Es sei zu früh, um das Integrationsmanagement herunter zu fahren, sagt der Baden-Württembergische Sozialminister Manfred Lucha. Foto: dpa

Die Bürgermeister des Wahlkreises Kirchheim waren im Dialog mit dem Landes-Sozialminister Manfred Lucha. Es ging vor allem um das Integrationsmanagement.

PlochingenStets klagen die Kommunen, dass sie Pflichtaufgaben des Landes oder des Bundes übernehmen müssten und dafür wenig bis gar keine Finanzierung bekämen. Beim Treffen von 20 Bürgermeistern des Wahlkreises Kirchheim am Freitag hat der Landtagsabgeordnete und Fraktionsvorsitzende Andreas Schwarz (Die Grünen) dafür gesorgt, dass die Bürgermeister das der Landesregierung, beziehungsweise dem Minister selbst sagen konnten. Und das taten sie bei der Konferenz im Alten Plochinger Rathaus denn auch weidlich. -

Jeder vierte Euro für die Kinder

Frank Buß, der Bürgermeister von Plochingen, machte darauf aufmerksam, dass die kommunalen Ausgaben sich in eine einseitige Richtung entwickelten: „Im nächsten Doppelhaushalt werden wir jeden vierten Euro für die Kinderbetreuung ausgeben, und da sind die Schulen noch nicht einmal mit drin“. Worauf der Minister konterte, dass die Kinderbetreuung die vornehmste Aufgabe der Stadt sei, schließlich seien die Kinder von heute die Einkommenssteuerzahler von morgen. Dennoch fragte der Plochinger Bürgermeister nicht ganz unberechtigt: „Wir tun soviel für Senioren, Kinder und Randgruppen, was tun wir eigentlich für die normalen Menschen?“

Als Erfolgsgeschichte werteten alle Seiten das Integrationsmanagement in den Kreisen und den Kommunen. Die Manager, in Baden-Württemberg sind es 1200 an der Zahl, kümmern sich um Flüchtlinge und ihre Anliegen und stellen persönliche Integrationsfahrpläne aus.
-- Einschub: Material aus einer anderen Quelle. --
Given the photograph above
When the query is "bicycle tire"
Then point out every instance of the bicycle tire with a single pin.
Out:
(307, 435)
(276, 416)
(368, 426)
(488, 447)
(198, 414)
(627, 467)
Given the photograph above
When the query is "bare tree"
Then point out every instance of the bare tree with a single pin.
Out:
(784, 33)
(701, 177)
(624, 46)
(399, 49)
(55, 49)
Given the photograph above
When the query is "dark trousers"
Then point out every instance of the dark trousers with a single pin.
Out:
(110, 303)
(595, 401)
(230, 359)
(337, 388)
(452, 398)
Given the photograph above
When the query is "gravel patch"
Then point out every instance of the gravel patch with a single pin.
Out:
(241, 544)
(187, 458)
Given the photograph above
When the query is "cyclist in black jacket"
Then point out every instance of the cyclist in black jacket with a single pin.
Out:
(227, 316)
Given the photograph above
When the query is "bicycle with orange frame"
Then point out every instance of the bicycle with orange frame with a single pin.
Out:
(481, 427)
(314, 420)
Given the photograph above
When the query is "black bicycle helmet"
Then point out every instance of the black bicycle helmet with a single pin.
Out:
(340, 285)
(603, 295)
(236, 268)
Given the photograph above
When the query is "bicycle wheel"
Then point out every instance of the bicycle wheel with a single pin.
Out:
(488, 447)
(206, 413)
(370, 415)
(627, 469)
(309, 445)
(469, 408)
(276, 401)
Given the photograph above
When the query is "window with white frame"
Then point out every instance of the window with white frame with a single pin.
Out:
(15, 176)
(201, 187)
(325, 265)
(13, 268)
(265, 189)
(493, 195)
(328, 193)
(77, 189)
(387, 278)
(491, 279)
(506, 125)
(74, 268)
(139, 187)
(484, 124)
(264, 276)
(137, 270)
Integrationsmanager machen weiter

Aber auch hier ging es wieder um das Geld. Allen Anwesenden war klar, dass die Flüchtlingskrise nicht einfach abgehakt werden kann. Die Gesellschaft muss weiter dafür sorgen, dass aus Flüchtlingen Mitbürger werden. Deswegen kritisierten die Anwesenden, dass der Bundesfinanzminister Olaf Scholz die Mittel für die Integration gekürzt habe. Jetzt müsse das Land das Integrationsmanagement weiter führen, sagte der Sozialminister Manfred Lucha, obwohl das eine Aufgabe des Bundes sei. Der Bürgermeister Frank Buß warnte vor einem „gewaltigen gesellschaftlichen Schaden“, wenn die Integration misslinge. Dass im Landkreis Esslingen die Integration und die Inklusion tatsächlich vorbildlich vorangetrieben werde, zeige auch, dass der Landesintegrationspreis nach Plochingen gegangen sei für das Café Morlock, so der Minister.
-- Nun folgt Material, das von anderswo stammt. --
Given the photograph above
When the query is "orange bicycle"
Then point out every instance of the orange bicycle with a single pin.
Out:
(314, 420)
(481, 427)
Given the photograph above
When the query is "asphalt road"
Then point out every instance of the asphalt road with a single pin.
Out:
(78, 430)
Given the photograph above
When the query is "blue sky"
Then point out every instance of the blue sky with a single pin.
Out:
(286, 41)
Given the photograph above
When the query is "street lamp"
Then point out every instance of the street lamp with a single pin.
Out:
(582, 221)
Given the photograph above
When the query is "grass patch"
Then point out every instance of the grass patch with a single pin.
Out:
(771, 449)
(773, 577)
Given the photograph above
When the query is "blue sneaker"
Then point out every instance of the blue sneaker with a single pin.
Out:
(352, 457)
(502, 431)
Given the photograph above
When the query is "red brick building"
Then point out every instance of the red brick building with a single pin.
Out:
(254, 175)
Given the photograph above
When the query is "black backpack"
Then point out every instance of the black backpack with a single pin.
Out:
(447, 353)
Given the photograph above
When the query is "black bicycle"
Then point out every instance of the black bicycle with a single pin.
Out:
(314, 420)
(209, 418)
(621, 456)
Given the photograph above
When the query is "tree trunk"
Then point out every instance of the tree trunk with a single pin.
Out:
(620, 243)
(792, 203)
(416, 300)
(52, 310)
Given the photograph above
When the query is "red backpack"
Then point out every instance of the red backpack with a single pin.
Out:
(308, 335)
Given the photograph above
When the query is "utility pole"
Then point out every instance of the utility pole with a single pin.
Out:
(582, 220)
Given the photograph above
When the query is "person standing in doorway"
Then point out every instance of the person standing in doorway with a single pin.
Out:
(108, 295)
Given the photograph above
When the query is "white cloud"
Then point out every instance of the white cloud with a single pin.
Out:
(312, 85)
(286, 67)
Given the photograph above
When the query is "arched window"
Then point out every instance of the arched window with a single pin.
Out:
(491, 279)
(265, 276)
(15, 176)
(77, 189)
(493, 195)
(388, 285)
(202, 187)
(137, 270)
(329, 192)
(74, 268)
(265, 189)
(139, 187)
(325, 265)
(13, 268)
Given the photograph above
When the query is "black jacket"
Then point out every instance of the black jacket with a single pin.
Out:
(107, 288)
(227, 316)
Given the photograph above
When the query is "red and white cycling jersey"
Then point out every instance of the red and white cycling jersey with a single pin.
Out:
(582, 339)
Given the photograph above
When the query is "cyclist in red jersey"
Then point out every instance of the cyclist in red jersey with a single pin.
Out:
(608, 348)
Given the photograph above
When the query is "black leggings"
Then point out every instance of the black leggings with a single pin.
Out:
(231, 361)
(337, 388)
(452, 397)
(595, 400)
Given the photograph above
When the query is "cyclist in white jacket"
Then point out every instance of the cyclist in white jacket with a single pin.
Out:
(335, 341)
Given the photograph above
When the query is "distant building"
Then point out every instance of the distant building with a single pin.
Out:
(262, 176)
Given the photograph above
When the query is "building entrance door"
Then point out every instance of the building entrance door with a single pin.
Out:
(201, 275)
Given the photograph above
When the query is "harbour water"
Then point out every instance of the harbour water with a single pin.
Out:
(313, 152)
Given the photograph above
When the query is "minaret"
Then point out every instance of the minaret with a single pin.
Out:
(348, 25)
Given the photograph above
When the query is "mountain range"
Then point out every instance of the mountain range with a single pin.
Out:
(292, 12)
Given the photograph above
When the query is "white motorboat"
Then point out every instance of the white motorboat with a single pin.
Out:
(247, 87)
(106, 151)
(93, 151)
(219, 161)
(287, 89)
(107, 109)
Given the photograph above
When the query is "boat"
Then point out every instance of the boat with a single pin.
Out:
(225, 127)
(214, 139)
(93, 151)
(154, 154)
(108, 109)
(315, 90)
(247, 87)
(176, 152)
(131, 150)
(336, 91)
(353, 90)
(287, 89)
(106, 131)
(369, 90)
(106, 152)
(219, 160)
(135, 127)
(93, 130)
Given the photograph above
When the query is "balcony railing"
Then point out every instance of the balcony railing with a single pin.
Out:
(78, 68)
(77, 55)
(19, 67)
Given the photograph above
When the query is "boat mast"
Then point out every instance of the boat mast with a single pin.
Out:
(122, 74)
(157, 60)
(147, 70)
Dissens gab es bei der Schulsozialarbeit. Für Frank Buß ist das eine Aufgabe des Schulträgers, also des Landes, denn nach altem Brauch sind die Gemeinden lediglich für die Gebäude-Unterhaltung zu ständig, nicht für die Ausstattung. Dass die Schulsozialarbeit zum Großteil von den Kommunen und vom Kreis getragen werden, fanden weder er noch der Landrat Heinz Eininger gerecht.
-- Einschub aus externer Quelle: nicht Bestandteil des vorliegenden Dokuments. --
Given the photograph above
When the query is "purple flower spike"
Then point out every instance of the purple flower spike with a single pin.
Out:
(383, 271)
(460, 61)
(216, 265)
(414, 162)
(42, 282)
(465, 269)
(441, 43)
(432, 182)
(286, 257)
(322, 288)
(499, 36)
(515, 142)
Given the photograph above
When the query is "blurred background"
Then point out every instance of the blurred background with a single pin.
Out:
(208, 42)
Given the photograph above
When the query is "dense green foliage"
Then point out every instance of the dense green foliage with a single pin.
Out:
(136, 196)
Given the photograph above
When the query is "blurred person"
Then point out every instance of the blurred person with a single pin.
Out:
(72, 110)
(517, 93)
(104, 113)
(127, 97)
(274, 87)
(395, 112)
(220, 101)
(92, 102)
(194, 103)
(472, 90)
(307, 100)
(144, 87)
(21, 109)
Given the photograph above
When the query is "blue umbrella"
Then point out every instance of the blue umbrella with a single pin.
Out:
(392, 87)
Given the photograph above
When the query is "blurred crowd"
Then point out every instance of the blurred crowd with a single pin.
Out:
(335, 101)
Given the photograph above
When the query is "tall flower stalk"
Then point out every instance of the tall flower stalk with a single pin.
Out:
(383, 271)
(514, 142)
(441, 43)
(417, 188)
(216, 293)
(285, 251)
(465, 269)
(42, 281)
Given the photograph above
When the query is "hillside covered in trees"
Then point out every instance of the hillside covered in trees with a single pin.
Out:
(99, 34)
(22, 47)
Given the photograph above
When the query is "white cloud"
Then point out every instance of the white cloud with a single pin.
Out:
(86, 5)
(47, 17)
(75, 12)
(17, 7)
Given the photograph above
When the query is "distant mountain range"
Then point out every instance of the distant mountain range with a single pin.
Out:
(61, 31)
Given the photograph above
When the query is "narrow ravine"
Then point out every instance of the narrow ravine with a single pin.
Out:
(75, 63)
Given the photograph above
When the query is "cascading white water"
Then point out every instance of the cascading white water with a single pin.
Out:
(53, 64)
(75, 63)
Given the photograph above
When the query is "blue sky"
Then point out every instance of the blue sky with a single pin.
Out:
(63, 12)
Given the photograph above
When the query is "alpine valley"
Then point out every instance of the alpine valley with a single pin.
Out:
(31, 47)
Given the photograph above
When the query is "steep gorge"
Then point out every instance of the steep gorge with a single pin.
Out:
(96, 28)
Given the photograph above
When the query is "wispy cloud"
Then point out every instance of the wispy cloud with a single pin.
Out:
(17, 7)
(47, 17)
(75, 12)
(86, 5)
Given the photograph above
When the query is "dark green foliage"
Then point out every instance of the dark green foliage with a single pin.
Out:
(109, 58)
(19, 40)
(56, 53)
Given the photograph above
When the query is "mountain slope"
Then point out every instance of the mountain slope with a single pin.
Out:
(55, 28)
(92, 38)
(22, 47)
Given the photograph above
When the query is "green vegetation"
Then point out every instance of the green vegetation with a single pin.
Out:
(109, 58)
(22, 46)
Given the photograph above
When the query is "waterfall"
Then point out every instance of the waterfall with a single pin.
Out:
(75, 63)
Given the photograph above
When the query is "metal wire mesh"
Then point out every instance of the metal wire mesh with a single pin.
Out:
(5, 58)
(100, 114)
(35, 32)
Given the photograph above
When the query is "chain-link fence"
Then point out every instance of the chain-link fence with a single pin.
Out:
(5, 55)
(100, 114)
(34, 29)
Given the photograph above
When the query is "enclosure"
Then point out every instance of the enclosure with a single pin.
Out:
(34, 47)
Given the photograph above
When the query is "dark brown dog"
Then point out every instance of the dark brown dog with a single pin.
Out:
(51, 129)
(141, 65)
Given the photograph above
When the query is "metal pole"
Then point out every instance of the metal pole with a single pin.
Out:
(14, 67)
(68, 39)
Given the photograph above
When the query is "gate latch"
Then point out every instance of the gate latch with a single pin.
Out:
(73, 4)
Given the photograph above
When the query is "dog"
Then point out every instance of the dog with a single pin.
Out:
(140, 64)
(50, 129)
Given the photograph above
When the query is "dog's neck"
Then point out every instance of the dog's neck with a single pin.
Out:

Frank Buß regte an, eine generelle Diskussion darüber mit dem Land zu führen, welche Aufgaben die Schule der Zukunft erfüllen müsse, und wer sie bezahlen solle. Der Grünenpolitiker Andreas Schwarz nahm das mit auf seine Agenda. Denn diesem Treff sollen noch viele weitere folgen.